We now have to notice the “picking-up” women, who generally cohabit with pickpockets, burglars, clerks, shopmen, and others. Their object is to get liquor and money from persons as though they were prostitutes, without resorting to prostitution. For example, we see two well-dressed young women in the attire of milliners or dressmakers proceeding along the City Road in the direction of the Angel tavern, Islington. They see a gentleman pass, and cast a wistful look at him. He returns the glance. They walk on a short distance, and look round. The gentleman in many cases turns round likewise. He will then get a nod or bow from one of them. They will walk slowly, and look round again. On his going up to them, they will enter into conversation. They ask the gentleman to treat them, if he should not first offer to do so. They will then proceed to a gin-palace, where he will give them possibly a glass of wine. He will ask one of them where she lives. She will perhaps reply: “I am afraid to tell you. If you were to come to my house, it might come to the knowledge of my husband, and he would nearly kill me;” adding “I don’t mind seeing you again, and we will then get better acquainted!” Ultimately it may be arranged to go to some place which she has chanced to know, for the purpose of prostitution, leaving the other young woman to wait for her outside. The gentleman will then possibly give a sum of money. She will either say it is not sufficient, and will not allow him to have connection with her, or she may say she cannot allow him for certain reasons; or she may make an excuse that she requires to go down-stairs on a pressing errand for a moment, or to speak to the landlady, when she decamps. Sometimes robbing him of his watch, or purse, in addition to the sum he gave her.

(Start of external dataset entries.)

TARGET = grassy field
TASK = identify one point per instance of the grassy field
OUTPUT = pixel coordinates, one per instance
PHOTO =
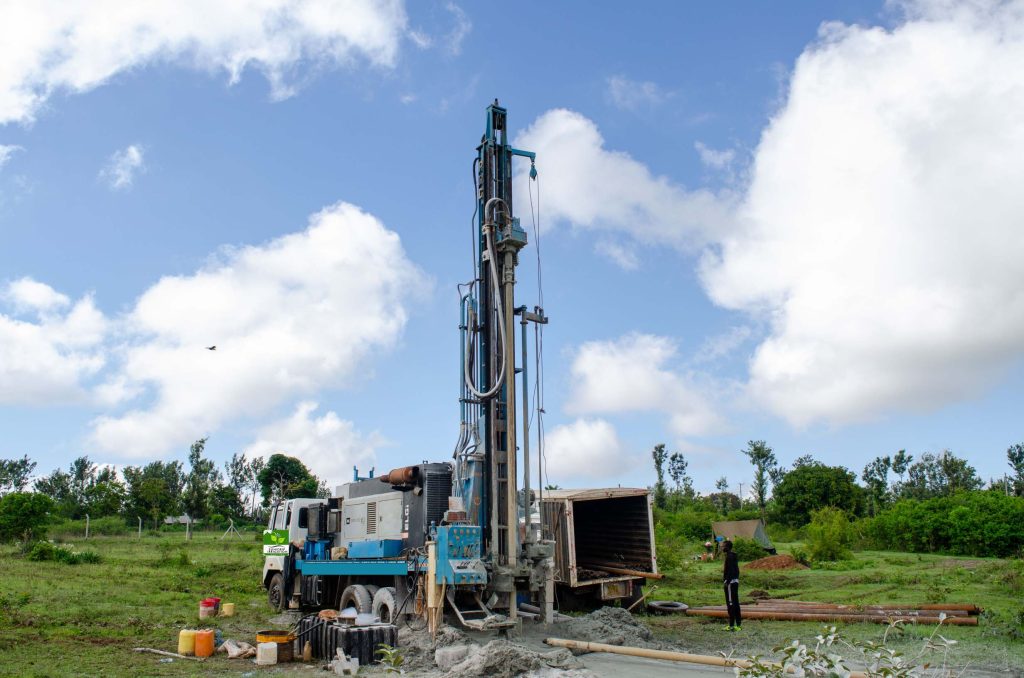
(84, 620)
(997, 586)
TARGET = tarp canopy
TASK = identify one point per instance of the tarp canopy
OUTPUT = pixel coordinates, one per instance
(747, 528)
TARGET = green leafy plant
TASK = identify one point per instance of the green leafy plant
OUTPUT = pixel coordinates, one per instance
(390, 658)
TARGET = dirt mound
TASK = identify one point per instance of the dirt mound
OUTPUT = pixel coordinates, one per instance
(612, 626)
(776, 562)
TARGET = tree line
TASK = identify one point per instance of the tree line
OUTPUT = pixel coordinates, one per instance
(158, 490)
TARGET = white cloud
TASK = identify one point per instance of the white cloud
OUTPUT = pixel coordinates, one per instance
(631, 375)
(74, 45)
(586, 449)
(51, 348)
(290, 318)
(592, 187)
(328, 446)
(122, 166)
(28, 294)
(881, 234)
(6, 152)
(463, 27)
(633, 94)
(623, 255)
(715, 159)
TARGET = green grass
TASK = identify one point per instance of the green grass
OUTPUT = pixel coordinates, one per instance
(58, 620)
(995, 585)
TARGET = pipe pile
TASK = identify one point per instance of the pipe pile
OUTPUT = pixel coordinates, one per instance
(802, 610)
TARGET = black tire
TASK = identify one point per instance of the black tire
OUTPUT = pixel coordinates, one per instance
(275, 593)
(356, 596)
(386, 604)
(667, 606)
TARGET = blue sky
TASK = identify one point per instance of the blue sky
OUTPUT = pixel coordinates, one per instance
(795, 225)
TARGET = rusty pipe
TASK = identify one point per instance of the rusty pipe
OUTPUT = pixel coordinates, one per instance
(401, 476)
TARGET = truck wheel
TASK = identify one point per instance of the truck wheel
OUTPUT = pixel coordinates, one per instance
(275, 592)
(356, 596)
(386, 604)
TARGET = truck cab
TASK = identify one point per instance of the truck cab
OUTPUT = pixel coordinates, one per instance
(284, 527)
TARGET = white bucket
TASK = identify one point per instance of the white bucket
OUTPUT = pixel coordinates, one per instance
(266, 653)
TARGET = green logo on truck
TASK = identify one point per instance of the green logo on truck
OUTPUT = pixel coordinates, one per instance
(274, 542)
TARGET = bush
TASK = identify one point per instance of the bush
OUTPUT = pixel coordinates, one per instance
(45, 551)
(24, 516)
(978, 523)
(748, 549)
(828, 536)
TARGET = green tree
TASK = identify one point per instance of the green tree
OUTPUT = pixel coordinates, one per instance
(203, 477)
(939, 475)
(286, 477)
(808, 489)
(901, 462)
(1015, 457)
(155, 490)
(14, 474)
(677, 469)
(659, 456)
(876, 476)
(24, 516)
(763, 460)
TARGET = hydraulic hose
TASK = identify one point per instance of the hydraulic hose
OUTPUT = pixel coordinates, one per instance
(488, 240)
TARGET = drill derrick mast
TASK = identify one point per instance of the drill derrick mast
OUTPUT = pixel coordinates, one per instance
(486, 459)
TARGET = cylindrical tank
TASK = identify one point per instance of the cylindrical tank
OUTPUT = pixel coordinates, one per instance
(186, 642)
(204, 642)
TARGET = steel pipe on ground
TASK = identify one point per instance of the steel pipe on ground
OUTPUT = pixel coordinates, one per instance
(659, 654)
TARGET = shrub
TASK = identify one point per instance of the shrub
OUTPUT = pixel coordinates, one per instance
(24, 516)
(828, 536)
(748, 549)
(978, 523)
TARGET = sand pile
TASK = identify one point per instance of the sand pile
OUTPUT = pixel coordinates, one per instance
(775, 562)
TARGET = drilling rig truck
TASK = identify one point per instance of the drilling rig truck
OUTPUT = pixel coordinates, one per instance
(462, 534)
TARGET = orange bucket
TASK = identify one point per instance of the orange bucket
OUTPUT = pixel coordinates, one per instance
(204, 642)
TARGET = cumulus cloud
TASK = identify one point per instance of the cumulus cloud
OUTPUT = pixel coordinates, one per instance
(715, 159)
(882, 229)
(328, 445)
(48, 345)
(585, 449)
(633, 94)
(590, 186)
(74, 46)
(122, 166)
(632, 374)
(6, 152)
(289, 318)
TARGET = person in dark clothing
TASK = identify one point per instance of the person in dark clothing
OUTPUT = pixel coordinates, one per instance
(730, 577)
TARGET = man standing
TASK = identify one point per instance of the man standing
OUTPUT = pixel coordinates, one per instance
(730, 575)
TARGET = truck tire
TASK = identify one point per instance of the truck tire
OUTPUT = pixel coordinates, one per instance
(275, 592)
(356, 596)
(386, 604)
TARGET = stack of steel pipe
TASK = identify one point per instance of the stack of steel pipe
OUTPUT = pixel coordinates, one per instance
(803, 610)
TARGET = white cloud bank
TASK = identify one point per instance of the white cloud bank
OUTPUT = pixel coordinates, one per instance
(55, 46)
(588, 449)
(329, 446)
(879, 239)
(289, 318)
(121, 168)
(48, 345)
(634, 374)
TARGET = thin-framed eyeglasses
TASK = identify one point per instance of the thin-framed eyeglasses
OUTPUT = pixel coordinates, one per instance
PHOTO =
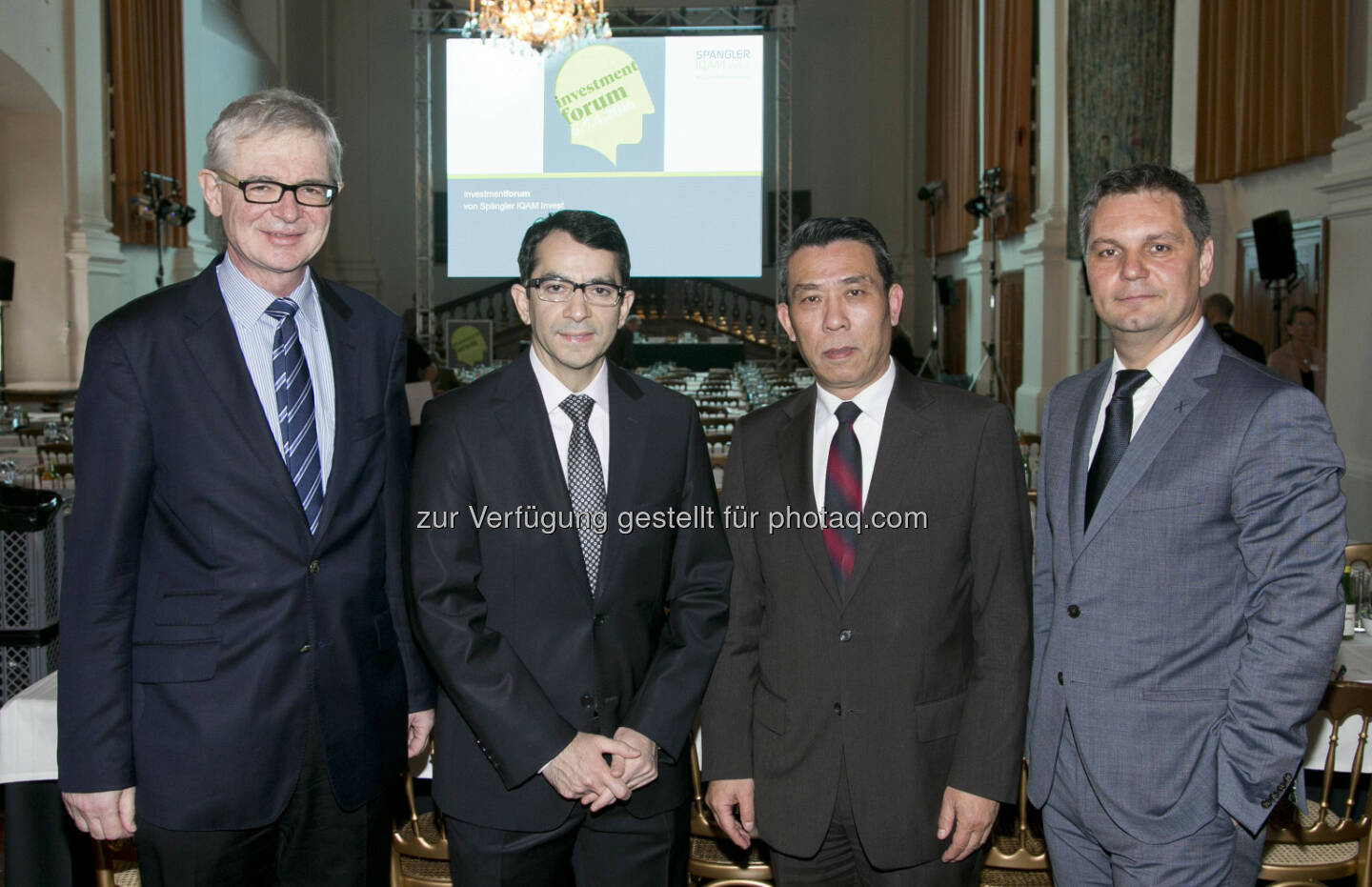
(268, 191)
(560, 290)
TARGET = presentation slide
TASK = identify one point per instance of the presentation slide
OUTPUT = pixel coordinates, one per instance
(664, 134)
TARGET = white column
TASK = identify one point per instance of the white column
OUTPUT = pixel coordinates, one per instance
(95, 262)
(1050, 283)
(1349, 191)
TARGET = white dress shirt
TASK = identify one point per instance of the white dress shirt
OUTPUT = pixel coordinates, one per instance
(554, 395)
(1144, 396)
(872, 400)
(255, 330)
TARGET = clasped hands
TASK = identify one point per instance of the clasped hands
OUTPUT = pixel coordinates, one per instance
(963, 818)
(579, 772)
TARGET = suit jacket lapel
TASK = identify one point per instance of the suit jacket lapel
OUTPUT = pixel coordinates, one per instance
(795, 443)
(343, 353)
(901, 427)
(529, 434)
(627, 444)
(214, 347)
(1175, 402)
(1087, 412)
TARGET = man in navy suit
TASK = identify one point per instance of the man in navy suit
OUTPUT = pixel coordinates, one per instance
(1188, 553)
(571, 589)
(239, 683)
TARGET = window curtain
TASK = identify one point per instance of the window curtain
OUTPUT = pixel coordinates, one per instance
(1009, 65)
(1119, 91)
(1271, 84)
(951, 125)
(147, 109)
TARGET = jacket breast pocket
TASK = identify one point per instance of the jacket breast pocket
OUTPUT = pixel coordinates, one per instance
(370, 425)
(174, 662)
(1202, 694)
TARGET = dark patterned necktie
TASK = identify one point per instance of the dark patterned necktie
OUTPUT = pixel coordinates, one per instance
(842, 494)
(585, 481)
(295, 410)
(1115, 437)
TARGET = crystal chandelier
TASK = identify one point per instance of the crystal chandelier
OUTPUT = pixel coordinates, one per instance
(538, 24)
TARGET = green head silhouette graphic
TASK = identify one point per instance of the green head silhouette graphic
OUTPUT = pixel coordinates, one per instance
(601, 95)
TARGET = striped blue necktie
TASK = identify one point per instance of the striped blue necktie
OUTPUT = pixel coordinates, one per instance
(295, 410)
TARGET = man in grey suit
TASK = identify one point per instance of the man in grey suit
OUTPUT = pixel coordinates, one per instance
(1188, 550)
(866, 712)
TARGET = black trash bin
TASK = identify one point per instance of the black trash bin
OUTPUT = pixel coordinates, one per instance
(27, 511)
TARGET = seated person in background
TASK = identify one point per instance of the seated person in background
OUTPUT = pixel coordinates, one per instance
(622, 350)
(443, 380)
(1298, 359)
(1218, 310)
(418, 365)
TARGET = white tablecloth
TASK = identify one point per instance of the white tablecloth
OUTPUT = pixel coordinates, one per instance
(29, 734)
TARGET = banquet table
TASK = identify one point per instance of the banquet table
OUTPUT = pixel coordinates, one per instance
(41, 845)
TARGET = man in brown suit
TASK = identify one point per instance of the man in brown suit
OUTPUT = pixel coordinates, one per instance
(867, 709)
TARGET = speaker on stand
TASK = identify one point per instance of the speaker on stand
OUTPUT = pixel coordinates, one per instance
(1275, 244)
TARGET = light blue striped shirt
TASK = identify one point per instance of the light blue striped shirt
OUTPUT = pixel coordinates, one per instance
(247, 306)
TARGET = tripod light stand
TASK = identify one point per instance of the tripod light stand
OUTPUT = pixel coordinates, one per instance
(989, 205)
(929, 193)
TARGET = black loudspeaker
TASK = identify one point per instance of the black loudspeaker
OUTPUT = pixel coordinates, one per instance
(1275, 244)
(945, 291)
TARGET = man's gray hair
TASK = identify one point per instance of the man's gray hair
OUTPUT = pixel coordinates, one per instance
(272, 111)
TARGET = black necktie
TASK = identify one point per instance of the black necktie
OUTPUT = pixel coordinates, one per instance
(1115, 437)
(842, 494)
(585, 481)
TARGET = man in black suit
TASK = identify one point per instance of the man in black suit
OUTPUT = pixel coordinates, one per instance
(866, 713)
(1219, 310)
(234, 646)
(573, 623)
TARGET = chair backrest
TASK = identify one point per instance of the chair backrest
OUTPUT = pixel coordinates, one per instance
(1025, 850)
(417, 837)
(1342, 701)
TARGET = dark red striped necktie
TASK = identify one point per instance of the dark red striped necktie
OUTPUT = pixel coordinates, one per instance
(842, 494)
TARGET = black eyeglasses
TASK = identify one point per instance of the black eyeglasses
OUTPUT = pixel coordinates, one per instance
(267, 191)
(560, 290)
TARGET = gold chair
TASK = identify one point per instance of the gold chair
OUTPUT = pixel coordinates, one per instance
(418, 847)
(1017, 857)
(715, 861)
(1322, 842)
(115, 864)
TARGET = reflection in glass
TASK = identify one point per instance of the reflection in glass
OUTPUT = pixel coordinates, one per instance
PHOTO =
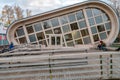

If he should raise an alarm the occupier of the house will request him to give her a sum of money for the use of the room, and if there is any objection made to pay it, he receives ill-treatment and is turned into the street.

On other occasions a young woman will pretend she is unmarried, and will, in a similar ingenious way, endeavour to get money from parties she meets in the street, and try to escape in a similar way, without allowing him to have connection with her. She frequently manages to steal his watch and to rifle his pockets while he may be off his guard.